“Thank you all for coming. Some of you live just down the road; while others have travelled from Atlanta Ga. or Oslo Norway, or London just to be here. However far or near the journey, we all have a fifth dimension outside time and space, for we have all joined together to pay homage to one man, Arthur Thornton Harland. Uncle Arthur was born in the middle of the Boer war, on 28th September 1900. He was too young to become cannon fodder in that subsequent ‘War to End Wars’ for he was only a schoolboy then; first at Wesley College Dublin, and then at Campbell College Belfast.
He had graduated from Queen’s University Belfast in 1922 in the then very new university subject of electrical engineering. But the concurrent crisis of Partition in Ireland left him unemployed for some months. With his own quiet sense of humour he pointed out that he had suffered severe religious discrimination at that time in Dublin. But then we have to remind ourselves that in was only six years since the Easter Rising of 1916, and that Irish memories work on a much slower time clock than most. It was a good Bessbrook family friend who finally found him work in Spillers and Bakers in London. Later he was able to display a certificate that confirmed 40 years of service to that one company. Like all specialists he came to know more and more about less and less and he had become a specialist in sausage binding and dog biscuits.

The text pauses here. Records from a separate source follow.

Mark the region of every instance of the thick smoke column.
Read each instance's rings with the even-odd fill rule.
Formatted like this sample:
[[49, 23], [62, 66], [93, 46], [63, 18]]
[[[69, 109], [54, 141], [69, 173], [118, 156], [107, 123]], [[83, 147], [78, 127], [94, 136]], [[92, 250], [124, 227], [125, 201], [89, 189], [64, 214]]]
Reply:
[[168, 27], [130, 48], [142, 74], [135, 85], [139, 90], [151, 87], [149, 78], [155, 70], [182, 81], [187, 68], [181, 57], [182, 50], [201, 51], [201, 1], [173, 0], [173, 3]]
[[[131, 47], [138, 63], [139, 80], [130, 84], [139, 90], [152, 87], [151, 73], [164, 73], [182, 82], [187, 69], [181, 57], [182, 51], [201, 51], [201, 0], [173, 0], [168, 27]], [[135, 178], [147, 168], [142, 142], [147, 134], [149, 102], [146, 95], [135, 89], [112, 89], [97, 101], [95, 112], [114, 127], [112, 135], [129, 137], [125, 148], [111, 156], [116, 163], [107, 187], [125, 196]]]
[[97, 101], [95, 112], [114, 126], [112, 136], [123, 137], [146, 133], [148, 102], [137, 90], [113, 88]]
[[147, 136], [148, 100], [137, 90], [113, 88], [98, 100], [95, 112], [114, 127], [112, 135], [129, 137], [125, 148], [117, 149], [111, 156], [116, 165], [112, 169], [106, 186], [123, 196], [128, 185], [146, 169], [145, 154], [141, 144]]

But he was not just a company man. Although I tend to abhor clichés, I am sure we would all agree that he was a ‘scholar and a gentleman’. Quite apart for his interest in the flour-mill in particular and the stock market in general, he had a huge interest in the entire world around him. He had been a fine golfer and snooker player; he was both a yachtsman and an opera buff: he was a good chef too: after his retirement he developed wonderful skills as a fly fisherman and a prolific producer of vegetables and tomatoes. For years and years he sat in the same seat in Covent Garden Opera House every Tuesday evening. He had a great love of both Ballet and opera. In 1949 he took me to a production of Boris Godounov by Mussorgsky, but I was too young and ill-informed to understand the privilege. Without his introductions how could my family ever have learned the culinary delights awaiting us all in London – Simpson’s in the Strand, The Savoy Grill, Veeraswamy’s Indian spot off Regent Street, or Stone’s Chop House near Leicester Square? That was where fish and chips were ordered, and steamed turbot and pommes de terre au gratin were served to an overwhelmed seven year old Simon – here today with a family of his own to cherish.
In full knowledge of this historical change, I found myself, last Sunday, poking through the cubbyholes of a desk in Hillside. Astonishingly, the first thing I lifted was a card from my poor dead wife, May, written to Uncle Arthur early in January 1981, and it was something I had never before read or had even been told about. To put this in context, she had just been diagnosed as having breast cancer, which she had always regarded as a death sentence, as indeed it was less than five years later. In this thank-you card, so carefully preserved by Uncle Arthur, are these words – and I pass them on to you, for they sum up all our thoughts:-
“All my married life (soon 30 years) I have felt so grateful to you for so many things. You have set us standards that Robin and I have tried to pass on to the next generation, and you have accepted that generation with interest and tolerance. Many of the luxurious happenings in my life have been experienced because you first introduced Robin to lovely things in London”.
Today our gratitude remains undiminished, and we all give thanks for the life and times of Arthur Thornton Harland”.